Three years ago, I decided to become a Yogi. I write it with a capital because I had every intention of being One Of Those People – the serene yoga girl with the contortionist limbs, the zen-like aura and the slightly condescending smile reserved for all the Other People in my yoga class who had not reached my existential state of being.

I think I did maybe 12 classes in a three year period.

It’s not that I don’t like yoga – I do, very much. I know how important it is for your joints to stay loose and flexible, particularly now in my 30s when I seem to wake up with a new ache after every workout. It’s just that I like to sweat when I exercise – I like to finish with a soaked through t-shirt, shaky legs and fingers that can’t pick up car keys. I like to run, and when I’m at the gym, I like to use weights or power plates for short, high intensity sessions that leave me feeling like I’ve accomplished something.
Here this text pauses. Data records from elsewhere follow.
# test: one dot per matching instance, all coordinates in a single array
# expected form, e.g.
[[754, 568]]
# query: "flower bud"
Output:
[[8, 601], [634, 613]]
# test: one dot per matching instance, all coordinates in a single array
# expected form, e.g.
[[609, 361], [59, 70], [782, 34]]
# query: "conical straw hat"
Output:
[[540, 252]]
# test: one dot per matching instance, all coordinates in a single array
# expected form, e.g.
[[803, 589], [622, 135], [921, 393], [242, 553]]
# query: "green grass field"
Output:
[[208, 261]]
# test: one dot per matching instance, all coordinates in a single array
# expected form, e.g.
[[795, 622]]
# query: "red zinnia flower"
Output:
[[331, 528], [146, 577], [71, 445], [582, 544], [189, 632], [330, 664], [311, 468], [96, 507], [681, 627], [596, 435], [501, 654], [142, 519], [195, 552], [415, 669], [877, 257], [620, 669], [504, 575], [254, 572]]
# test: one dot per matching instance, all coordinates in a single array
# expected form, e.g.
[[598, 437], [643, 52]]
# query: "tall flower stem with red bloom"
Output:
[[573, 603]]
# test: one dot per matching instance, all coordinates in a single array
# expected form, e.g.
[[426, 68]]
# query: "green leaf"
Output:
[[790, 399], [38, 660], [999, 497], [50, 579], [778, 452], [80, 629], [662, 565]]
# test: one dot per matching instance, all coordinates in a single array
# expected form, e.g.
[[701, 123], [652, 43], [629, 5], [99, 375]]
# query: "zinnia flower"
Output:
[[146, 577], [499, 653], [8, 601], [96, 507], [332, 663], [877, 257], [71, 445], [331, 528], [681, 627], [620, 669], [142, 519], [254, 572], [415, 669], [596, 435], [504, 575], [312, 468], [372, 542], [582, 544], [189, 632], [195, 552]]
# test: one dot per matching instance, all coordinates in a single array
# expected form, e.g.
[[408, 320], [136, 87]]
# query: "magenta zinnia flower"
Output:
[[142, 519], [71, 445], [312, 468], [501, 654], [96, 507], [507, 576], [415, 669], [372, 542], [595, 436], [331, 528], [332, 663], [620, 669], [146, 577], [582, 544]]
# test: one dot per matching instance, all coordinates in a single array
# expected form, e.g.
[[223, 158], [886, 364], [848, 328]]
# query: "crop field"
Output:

My gymnastics teacher used to say no pain, no gain, and it’s ingrained in me even though I know better now. It’s a mindset that I have to get over before I can ever seriously be a Yogi – even a non-flexible, slightly flustered one that Other People look at with pitying smiles.

Instead of substituting one of my weekly workouts with an ‘easy’ yoga sesh – a prospect that fills me with irrational panic – I do yoga on and off in the comfort of my own home. Erin Motz is my absolute fave for home yoga videos. She calls herself the bad yogi as she quaffs red wine and like me, doesn’t believe that in order to do yoga you need to be a teetotal raw vegan with a propensity for greeting your colleagues with Namaste instead of good morning.

So that’s what I’m all about, and that’s why I promote my blog the way I do. I believe in the 80/20 approach – eat 80% good and 20% whatever you like. And if sometimes I’m drinking wine 30 or 40% of the time instead of 20, then let’s say cheers to the fact that God created grapes and not let them go to waste….after all, someone’s got to drink the teetotal raw vegans’ share. Namast-santé!